No Escape II: la via da seguire
“Ogni anno, gli impatti complessivi di conflitti, eventi meteorologici estremi e disastri su rifugiati, sfollati e persone che li accolgono continuano ad aggravarsi, ma aumenta anche la nostra comprensione di ciò che funziona: investimenti coraggiosi, azioni inclusive e fiducia nelle comunità colpite. Il divario tra bisogni e risorse disponibili rimane ampio e le persone non possono sopravvivere in questo divario. Dobbiamo colmarlo, non a parole, ma con ferma volontà, solidarietà e un’azione costante per il clima“. Sono le parole di Filippo Grandi alla guida dell’UNHCR, l’Agenzia ONU per i rifugiati, che hanno accompagnato l’uscita del Rapporto No Escape II: The Way Forward, presentato in occasione della Conferenza mondiale sul clima di Belem. L’UNHCR con questo Rapporto ha lanciato una chiamata all’azione: abilitare, includere, investire e realizzare (Fig. 2) per portare soluzioni climatiche in prima linea per superare sfollamenti e conflitti. Il Rapporto riporta dati alquanto significativi rispetto all’impatto del caos climatico:
- 3 rifugiati o sfollati su 4 vivono in Paesi esposti a rischi climatici da elevati a estremi;
- 250 milioni di movimenti forzati interni provocati da disastri climatici negli ultimi 10 anni, circa 70.000 al giorno (2 movimenti ogni 3 secondi). +10% rispetto al 2023;
- dal 2009 i Paesi che segnalano sfollamenti dovuti sia a conflitti che a calamità naturali sono triplicati;
- entro il 2050, i 15 campi di rifugiati più caldi del mondo, situati in Gambia, Eritrea, Etiopia, Senegal e Mali, dovranno affrontare circa 200 giorni di stress da ondate di calore pericolose ogni anno;
- entro il 2040, i Paesi che dovranno affrontare rischi climatici estremi potrebbero aumentare da 3 a 65. Questi 65 Paesi ospitano il 45% di tutte le persone ad oggi sfollate.

Figura 2 Chiamata all’azione (Fonte No Escape II: The Way Forward)
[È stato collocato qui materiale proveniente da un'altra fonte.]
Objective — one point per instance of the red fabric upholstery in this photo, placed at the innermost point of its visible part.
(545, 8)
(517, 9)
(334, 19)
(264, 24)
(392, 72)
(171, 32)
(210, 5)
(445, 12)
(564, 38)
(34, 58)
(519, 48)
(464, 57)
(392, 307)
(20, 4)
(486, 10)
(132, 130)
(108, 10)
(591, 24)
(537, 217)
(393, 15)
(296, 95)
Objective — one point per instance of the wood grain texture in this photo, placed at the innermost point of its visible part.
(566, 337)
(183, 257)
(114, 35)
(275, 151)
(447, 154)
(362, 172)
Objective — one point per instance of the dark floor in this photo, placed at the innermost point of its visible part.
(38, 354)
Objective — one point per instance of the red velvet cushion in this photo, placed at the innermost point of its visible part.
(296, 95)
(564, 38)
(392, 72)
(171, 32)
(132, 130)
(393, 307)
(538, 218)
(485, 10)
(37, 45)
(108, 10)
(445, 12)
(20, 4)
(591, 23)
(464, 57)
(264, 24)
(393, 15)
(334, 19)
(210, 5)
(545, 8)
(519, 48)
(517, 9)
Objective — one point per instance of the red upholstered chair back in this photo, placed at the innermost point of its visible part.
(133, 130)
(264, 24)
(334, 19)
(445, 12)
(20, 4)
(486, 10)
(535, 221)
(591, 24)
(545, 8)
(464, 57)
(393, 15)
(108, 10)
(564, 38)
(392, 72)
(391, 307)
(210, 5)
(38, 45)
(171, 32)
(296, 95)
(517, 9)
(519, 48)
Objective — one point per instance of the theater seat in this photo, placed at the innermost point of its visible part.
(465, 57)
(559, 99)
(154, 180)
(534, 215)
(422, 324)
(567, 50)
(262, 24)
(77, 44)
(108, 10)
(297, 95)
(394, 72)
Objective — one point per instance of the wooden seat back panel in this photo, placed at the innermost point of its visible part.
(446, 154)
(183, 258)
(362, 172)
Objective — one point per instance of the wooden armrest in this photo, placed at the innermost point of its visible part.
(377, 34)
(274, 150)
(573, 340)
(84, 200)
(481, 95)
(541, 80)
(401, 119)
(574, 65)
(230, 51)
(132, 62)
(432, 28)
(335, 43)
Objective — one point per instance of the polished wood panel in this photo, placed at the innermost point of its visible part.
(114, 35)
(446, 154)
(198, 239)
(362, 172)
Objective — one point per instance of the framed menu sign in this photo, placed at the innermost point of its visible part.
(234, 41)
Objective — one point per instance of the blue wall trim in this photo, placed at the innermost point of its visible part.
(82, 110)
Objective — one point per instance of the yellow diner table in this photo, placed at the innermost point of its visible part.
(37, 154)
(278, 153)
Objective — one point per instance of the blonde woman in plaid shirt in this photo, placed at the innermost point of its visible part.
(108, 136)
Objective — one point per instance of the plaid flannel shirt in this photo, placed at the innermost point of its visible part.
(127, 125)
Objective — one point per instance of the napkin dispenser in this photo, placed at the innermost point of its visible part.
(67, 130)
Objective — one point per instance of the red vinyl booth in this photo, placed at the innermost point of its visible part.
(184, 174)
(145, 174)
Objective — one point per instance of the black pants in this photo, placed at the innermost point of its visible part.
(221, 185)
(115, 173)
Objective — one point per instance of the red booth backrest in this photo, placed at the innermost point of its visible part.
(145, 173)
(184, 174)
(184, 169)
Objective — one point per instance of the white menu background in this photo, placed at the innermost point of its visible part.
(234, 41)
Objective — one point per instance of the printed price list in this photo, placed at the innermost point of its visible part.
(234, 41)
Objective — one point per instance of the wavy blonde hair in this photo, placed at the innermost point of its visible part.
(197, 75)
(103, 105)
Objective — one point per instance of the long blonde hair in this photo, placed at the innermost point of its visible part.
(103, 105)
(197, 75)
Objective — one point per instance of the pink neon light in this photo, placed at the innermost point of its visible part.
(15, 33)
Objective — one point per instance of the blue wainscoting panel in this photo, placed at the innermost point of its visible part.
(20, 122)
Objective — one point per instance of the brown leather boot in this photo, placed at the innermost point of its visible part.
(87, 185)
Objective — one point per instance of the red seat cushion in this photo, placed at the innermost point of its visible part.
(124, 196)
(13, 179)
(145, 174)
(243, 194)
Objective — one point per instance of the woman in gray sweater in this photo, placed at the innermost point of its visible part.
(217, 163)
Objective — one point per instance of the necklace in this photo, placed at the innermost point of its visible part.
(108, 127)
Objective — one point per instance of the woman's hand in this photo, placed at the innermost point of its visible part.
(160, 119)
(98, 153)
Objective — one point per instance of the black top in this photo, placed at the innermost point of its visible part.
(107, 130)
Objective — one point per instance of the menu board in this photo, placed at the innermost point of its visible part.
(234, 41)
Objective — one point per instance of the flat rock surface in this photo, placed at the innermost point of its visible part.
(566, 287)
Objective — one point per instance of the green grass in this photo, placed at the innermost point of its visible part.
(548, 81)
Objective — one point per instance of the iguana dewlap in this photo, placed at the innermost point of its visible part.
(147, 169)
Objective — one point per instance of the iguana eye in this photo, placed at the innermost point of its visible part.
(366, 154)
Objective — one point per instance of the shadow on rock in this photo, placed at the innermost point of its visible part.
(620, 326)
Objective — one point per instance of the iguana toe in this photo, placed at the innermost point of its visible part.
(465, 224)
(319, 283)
Visti climatici per gli abitanti di Tuvalu
Intanto dall’Australia arrivano i primi visti climatici per i cittadini di Tuvalu, un arcipelago remoto nel Pacifico, a soli (in media) due metri sopra il livello del mare. Secondo la NASA, entro il 2050 metà dell’atollo di Funafuti, dove vive il 60% dei residenti di Tuvalu, rischia di essere sommerso. L’accordo tra i due Paesi, il “Falepili Union, prevede 280 visti all’anno concessi per sorteggio dall’Australia, una forma di migrazione pianificata che rientra nel Piano di adattamento ai cambiamenti climatici di Tuvalu. Questa però non è una rinuncia alla propria terra. Sebbene i tuvaluani abbiano accettato questo salvagente dal governo di Canberra, stanno allo stesso tempo implementando misure fisiche di adattamento per mettere in sicurezza le proprie isole, attraverso la creazione di oltre 3,5 Km2 di nuovo territorio rialzato, sistemi per la raccolta dell’acqua e la protezione delle infrastrutture.
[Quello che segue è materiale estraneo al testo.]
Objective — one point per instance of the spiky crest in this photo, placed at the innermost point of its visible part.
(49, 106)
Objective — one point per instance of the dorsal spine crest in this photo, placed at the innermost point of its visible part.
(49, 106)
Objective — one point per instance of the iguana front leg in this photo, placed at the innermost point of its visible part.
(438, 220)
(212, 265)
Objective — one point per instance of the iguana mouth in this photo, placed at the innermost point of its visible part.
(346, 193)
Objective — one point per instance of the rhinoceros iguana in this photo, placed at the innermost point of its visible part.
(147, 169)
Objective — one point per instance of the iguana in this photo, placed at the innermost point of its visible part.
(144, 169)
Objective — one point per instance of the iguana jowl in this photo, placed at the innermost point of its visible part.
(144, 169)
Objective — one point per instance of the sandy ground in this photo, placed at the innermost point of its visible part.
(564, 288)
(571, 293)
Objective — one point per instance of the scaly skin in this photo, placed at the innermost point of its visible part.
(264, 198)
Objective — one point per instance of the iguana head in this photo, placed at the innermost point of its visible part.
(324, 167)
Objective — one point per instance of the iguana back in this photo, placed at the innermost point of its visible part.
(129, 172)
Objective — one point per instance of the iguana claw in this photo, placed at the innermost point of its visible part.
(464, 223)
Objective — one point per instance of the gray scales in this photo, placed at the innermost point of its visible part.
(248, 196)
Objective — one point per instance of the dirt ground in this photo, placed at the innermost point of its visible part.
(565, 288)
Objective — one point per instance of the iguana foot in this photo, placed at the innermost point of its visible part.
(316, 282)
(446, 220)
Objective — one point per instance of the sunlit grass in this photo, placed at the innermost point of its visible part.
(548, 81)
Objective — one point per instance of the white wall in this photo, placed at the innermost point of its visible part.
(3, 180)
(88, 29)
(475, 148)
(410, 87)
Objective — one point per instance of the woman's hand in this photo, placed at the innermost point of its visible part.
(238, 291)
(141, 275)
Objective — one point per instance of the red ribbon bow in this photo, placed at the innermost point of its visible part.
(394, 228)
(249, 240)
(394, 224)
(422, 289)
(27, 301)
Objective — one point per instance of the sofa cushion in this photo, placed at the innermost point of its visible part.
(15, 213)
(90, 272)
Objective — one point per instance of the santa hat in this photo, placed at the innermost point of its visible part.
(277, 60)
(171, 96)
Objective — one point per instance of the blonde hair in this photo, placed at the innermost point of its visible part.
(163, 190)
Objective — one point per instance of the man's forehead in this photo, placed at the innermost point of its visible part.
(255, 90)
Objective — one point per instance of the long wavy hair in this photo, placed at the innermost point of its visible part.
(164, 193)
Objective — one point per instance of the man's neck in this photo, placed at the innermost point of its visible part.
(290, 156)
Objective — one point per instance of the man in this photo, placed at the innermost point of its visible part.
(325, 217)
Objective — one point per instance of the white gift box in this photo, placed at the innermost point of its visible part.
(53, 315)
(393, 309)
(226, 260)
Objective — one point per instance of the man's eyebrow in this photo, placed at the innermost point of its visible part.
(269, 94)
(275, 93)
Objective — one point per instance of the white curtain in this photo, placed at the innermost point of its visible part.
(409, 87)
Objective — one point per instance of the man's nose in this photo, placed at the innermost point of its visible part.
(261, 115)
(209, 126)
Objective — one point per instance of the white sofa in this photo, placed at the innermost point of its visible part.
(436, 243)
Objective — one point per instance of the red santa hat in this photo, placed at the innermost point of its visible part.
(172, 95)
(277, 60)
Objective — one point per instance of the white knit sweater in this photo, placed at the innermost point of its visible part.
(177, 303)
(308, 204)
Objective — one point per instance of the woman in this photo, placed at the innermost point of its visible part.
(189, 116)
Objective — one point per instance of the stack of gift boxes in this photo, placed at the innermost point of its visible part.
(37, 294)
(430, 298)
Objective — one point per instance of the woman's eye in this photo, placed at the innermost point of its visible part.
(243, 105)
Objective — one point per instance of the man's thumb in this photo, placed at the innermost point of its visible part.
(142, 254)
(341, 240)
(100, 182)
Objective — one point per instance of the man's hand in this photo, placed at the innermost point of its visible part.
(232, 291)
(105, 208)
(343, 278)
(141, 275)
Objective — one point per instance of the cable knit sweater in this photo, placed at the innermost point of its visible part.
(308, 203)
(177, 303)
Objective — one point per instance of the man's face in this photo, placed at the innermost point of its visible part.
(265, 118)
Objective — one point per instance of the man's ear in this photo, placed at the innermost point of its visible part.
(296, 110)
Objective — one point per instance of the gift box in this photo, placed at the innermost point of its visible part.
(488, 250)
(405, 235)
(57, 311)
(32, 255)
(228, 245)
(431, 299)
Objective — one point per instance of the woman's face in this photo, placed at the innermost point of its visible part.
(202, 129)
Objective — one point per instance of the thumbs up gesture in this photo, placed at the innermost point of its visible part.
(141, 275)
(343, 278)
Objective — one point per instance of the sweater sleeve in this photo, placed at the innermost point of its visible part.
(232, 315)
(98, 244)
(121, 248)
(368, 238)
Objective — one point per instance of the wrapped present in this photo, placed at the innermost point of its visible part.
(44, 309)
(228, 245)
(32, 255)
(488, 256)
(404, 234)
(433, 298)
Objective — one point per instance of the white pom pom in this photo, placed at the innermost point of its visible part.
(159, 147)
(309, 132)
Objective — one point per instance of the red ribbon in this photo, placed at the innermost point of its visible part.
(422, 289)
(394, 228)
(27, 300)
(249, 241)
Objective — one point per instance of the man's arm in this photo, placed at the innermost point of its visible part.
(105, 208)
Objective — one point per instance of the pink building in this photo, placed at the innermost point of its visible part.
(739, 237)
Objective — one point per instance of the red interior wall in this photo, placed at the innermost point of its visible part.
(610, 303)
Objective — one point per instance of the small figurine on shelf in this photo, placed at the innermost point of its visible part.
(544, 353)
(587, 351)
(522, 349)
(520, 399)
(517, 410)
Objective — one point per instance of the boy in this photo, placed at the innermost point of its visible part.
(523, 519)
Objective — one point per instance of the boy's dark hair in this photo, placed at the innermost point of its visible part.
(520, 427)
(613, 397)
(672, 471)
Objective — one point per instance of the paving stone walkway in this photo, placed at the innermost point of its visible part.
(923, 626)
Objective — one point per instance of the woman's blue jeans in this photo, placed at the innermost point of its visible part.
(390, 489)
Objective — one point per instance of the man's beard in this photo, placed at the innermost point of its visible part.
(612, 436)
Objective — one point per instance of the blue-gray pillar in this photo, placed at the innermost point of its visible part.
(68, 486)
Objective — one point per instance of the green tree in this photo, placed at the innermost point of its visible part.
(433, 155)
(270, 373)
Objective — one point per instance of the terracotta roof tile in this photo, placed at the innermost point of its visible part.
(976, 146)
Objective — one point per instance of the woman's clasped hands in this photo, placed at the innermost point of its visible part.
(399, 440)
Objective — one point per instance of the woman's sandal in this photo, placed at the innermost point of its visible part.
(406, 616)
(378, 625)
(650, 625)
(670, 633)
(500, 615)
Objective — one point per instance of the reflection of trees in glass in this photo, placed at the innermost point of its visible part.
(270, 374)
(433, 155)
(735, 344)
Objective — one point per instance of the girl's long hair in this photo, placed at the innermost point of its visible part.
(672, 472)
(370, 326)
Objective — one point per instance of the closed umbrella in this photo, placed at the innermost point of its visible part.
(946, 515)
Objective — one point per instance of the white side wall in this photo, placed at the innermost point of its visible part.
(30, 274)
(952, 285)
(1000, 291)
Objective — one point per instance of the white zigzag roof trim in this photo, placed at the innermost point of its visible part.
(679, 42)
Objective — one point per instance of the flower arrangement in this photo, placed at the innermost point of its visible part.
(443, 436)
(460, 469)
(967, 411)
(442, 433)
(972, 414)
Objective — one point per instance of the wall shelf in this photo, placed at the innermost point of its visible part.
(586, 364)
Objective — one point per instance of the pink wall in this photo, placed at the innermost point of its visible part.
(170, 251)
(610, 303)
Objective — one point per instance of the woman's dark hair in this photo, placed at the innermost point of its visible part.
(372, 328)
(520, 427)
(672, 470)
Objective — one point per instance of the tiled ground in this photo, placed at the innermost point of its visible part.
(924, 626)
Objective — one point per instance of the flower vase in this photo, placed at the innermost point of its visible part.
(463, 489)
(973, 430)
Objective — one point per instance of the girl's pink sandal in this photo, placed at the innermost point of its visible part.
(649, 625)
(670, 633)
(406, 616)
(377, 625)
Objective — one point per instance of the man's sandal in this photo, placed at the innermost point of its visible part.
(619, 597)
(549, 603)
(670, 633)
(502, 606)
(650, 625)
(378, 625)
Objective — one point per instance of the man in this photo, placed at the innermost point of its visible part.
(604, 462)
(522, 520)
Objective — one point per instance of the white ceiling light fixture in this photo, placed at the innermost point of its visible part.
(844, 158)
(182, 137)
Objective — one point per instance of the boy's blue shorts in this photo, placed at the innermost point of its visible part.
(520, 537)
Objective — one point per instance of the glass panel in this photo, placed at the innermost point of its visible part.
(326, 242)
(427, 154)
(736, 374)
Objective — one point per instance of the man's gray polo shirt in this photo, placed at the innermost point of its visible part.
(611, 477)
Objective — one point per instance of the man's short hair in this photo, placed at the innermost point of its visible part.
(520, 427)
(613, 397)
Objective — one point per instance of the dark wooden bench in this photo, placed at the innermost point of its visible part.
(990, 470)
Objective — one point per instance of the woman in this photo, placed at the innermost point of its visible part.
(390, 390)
L’azione del governo di Canberra, seppure con i limiti geopolitici che cela (l’Australia ha chiesto l’ingerenza del governo di Canberra nelle relazioni di Tuvalu con gli Stati terzi, soprattutto la Cina) è importante non solo perché mette al centro delle cause migratorie i cambiamenti climatici ma induce, oggi più che mai in occasione della Giornata Mondiale del Migrante, ancora prima di guardare alle cause a una riflessione sull’urgenza di garantire percorsi sicuri a chi è costretto ad abbandonare le proprie terre. Pensiamo che solo nella rotta del Mediterraneo quest’anno (fino a settembre) sono stati 1.300 i morti e i dispersi, un dato diffuso dalla Fondazione Migrantes.
Una fotografia delle migrazioni climatiche e ambientali in Italia è restituita nel report “Migrazioni ambientali e crisi climatica – Edizione Speciale Le Rotte del Clima”, curato da A Sud in collaborazione con Systasis (promotore del progetto “Le Rotte del Clima” nel quale è stata effettuata la ricerca sul campo che ha coinvolto circa 350 persone migranti in Italia), ASGI, We World e un’ampia rete di partner.